世界でいちばん不運で幸せな私 JEUX D'ENFANTS
作曲・指揮:フィリップ・ロンビ
Composed and Conducted by PHILIPPE ROMBI
演奏:ベラルト交響楽団
Performed by Orchestre Symphonique Bell'Arte
(仏La Bande Son / 981
046-6)2003
2003年製作のフランス=ベルギー合作映画(英語題名は「LOVE
ME IF YOU DARE」/日本公開は2004年9月)。監督・脚本は「マーガレットと素敵な何か」(2009)「(未公開)ナイトメア・オブ・ロンドン」(2011)「(未公開)レジェンド・オブ・ゴースト
〜カンタヴィル城と秘密の部屋〜」(2016)等のヤン・サミュエル(1965〜)。出演はギヨーム・カネ、マリオン・コティヤール、チボー・ヴェルアーゲ、ジョゼフィーヌ・ルバ=ジョリー、エマニュエル・グリュンヴォルド、ジェラール・ワトキンス、ジル・ルルーシュ、ジュリア・フォール、レティシア・ヴェネチア、エロディー・ナヴァール、ナタリー・ナティエ、ロベール・ウィラー、マヌエラ・サンチェス他。撮影はアントワーヌ・ロッシュ。幼い頃に2人の間だけで始めたゲームを引きずり、本当の愛へ踏み出せない男女を描いたロマンティック・コメディ。ジュリアン(ヴェルアーゲ)とソフィー(ルバ=ジョリー)は小学校の同級生。ジュリアンの母親(グリュンヴォルド)が重い病にかかっていること、そしてポーランド移民であるソフィーがクラスメイトにいじめられていることを忘れようと、2人はあるゲームを始める。相手に「条件」を出し、それがクリアできれば次は相手の番。唯一の鉄則は“相手が仕掛けるゲームに絶対にのる”ということ。先生に汚い言葉を使ったり、校長先生の前でお漏らししたり、お姉さんの結婚式をぶち壊したり……単なる子供の遊びは、ジュリアン(カネ)とソフィー(コティヤール)が大人になるにつれどんどんエスカレートし倒錯の域に達していく。子供の頃の友情はやがて愛情に変わるが、あまりに長い間ゲームによって結託してきた2人は、素直に自分の気持ちを伝えることができない。やがてソフィーとジュリアンは、それぞれ別の相手と結ばれるが……。

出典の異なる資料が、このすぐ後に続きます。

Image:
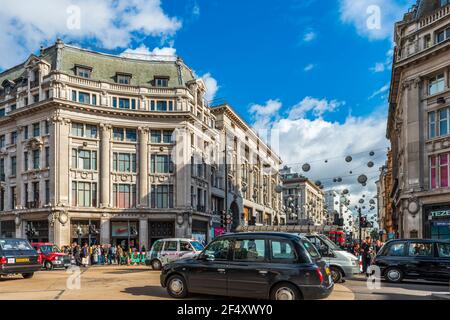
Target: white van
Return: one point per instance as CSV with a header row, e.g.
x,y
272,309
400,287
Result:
x,y
342,263
165,251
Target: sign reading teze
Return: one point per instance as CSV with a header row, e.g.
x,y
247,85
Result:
x,y
443,213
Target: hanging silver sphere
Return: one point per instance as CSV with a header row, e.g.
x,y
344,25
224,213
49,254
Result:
x,y
306,167
362,179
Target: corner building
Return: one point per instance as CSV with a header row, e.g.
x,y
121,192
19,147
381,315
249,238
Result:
x,y
419,122
107,149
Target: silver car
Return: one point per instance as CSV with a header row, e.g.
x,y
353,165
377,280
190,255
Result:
x,y
165,251
342,263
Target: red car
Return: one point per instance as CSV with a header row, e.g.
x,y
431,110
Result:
x,y
51,255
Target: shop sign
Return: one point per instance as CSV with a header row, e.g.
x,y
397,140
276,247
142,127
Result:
x,y
442,213
442,224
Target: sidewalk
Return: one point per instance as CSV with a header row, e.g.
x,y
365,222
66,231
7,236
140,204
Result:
x,y
341,293
440,296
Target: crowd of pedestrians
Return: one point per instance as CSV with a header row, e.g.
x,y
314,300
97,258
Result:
x,y
366,251
105,255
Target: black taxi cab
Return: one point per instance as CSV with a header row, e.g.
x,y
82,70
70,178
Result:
x,y
275,266
17,256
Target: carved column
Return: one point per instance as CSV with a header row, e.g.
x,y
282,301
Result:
x,y
143,167
105,172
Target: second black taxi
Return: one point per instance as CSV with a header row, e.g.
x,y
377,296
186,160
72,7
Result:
x,y
275,266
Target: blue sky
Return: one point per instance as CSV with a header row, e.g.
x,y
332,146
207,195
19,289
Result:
x,y
316,72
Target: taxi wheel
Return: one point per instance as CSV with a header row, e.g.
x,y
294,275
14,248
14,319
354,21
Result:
x,y
176,287
156,265
336,274
285,291
394,275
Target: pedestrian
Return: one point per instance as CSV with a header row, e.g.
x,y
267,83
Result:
x,y
94,255
366,253
378,246
85,255
120,255
114,253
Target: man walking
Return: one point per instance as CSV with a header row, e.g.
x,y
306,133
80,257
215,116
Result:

音楽は「スイミング・プール」(2003)「戦場のアリア」(2005)「エンジェル」(2007)「危険なプロット」(2012)「婚約者の友人」(2016)等のフランスの作曲家フィリップ・ロンビ(1968〜)。「Ouverture」は、ジェントルかつ大らかで美しいメインの主題(ラヴ・テーマ)による序曲。シンプルで素朴ながらも、ロンビの作品中で最も美しく感動的な主題の1つ。「Love
thème」は、メインの主題のピアノとストリングスによる美しくロマンティックな演奏で、後半ドラマティックに盛り上がる。「Solitude
/ l'escalier du temps」は、ピアノとストリングスによる静かでややメランコリックな主題からメインの主題へ。「Beethov'
fantaisie / cap ou pas cap」は、ベートーヴェンの交響曲第5番の主題を織り込んだややコミカルなタッチの曲。「Jeux
d'enfants」は、ピアノによるメインの主題から明るく快活でダイナミックなサスペンス調へ展開し、後半メインの主題が大らかに盛り上がる。「Les
lunettes magiques」は、フランスのシャンソン歌手エディット・ピアフが歌ったことで有名な「愛の賛歌」(マルグリット・モノー作曲)の引用からメインの主題のサーカス音楽風のバリエーションへ。「Derniers
instants」は、ピアノとストリングスによる静かにジェントルでややメランコリックな曲。「Premier baiser」は、メインの主題を織り込んだジェントルで美しい曲。「Declaration
/ separation」は、ピアノとストリングスによる美しい主題からメインの主題がドラマティックに盛り上がる。「Invitation」は、クールなピアノ・ジャズから後半はピアノ・ソロによるメインの主題へ。「La
vie en rose - Trio Esperanca」は、ブラジルのヴォーカルグループ「トリオ・エスペランサ」による「愛の賛歌」。「10
ans plus tard」は、スリリングなタッチからメインの主題へ。「Mieux que la vie
(poursuite)」は、サスペンス調からメインの主題のダイナミックで躍動的なバリエーションへ。「La vie en
rose - Donna Summer」は、アメリカの歌手ドナ・サマー(1948〜2012)のヴォーカルによる「愛の賛歌」。「Le
meilleur et le pire」は、ダークなタッチからメインの主題へ。「Sous la pluie」は、メインの主題を織り込んだドラマティックなサスペンス音楽。「Pour
toujours (love thème)」は、メインの主題が感動的に盛り上がる。「La vie en rose -
Louis Armstrong」は、アメリカのジャズミュージシャン、ルイ・アームストロング(1901〜1971)のトランペットとヴォーカルによる「愛の賛歌」。「La
vie en rose - Zazie」は、フランスの歌手Zazie(1964〜)のヴォーカルによる「愛の賛歌」。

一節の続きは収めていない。